On Friday, 20 December 2024 at 18:40:17 UTC, Ali Çehreli wrote:
On 12/19/24 10:49 AM, sfp wrote:
> Subject lines says it all

Although you clearly have a need for, virtual operators haven't been common in my experience. I always felt they could cause semantic issues.

...

But it uses his magical implementation (enabled by D) of open methods (and multi-methods).

Ali

Right, the semantics can be a little odd, but there are definitely use cases for it which are very natural. Modeling how different kinds of animals mingle, I'm not sure... :-)

"Virtual binary operators" are quite useful in computational science (my field...).

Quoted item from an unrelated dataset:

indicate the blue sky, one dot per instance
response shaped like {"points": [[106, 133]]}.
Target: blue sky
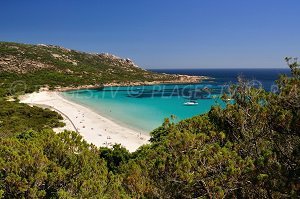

For instance, with a numerical linear algebra library, you might have sparse matrices, dense matrices, diagonal matrices, Toeplitz matrices, matrices which are only accessible indirectly via their action (e.g. you multiply with a discrete Fourier transform matrix by applying the FFT and do not store the matrix itself), *block* matrices (comprised of other matrices), etc, etc.

It is pretty common to mix and match these heterogeneously. MATLAB and Python have dense and sparse matrices, potentially other user-defined matrices/operators, and mixing and matching them is straightforward. Duck-typing is especially nice here, because there is no need to return a super type... multiply a dense matrix with a diagonal matrix and return a dense matrix (rather than a matrix supertype), no problem...

I actually saw this multimethod implementation in another forum post when searching around, but not the talk. Thanks for posting it. I will definitely take a look, but unless I'm mistaken, D doesn't have free binary operators?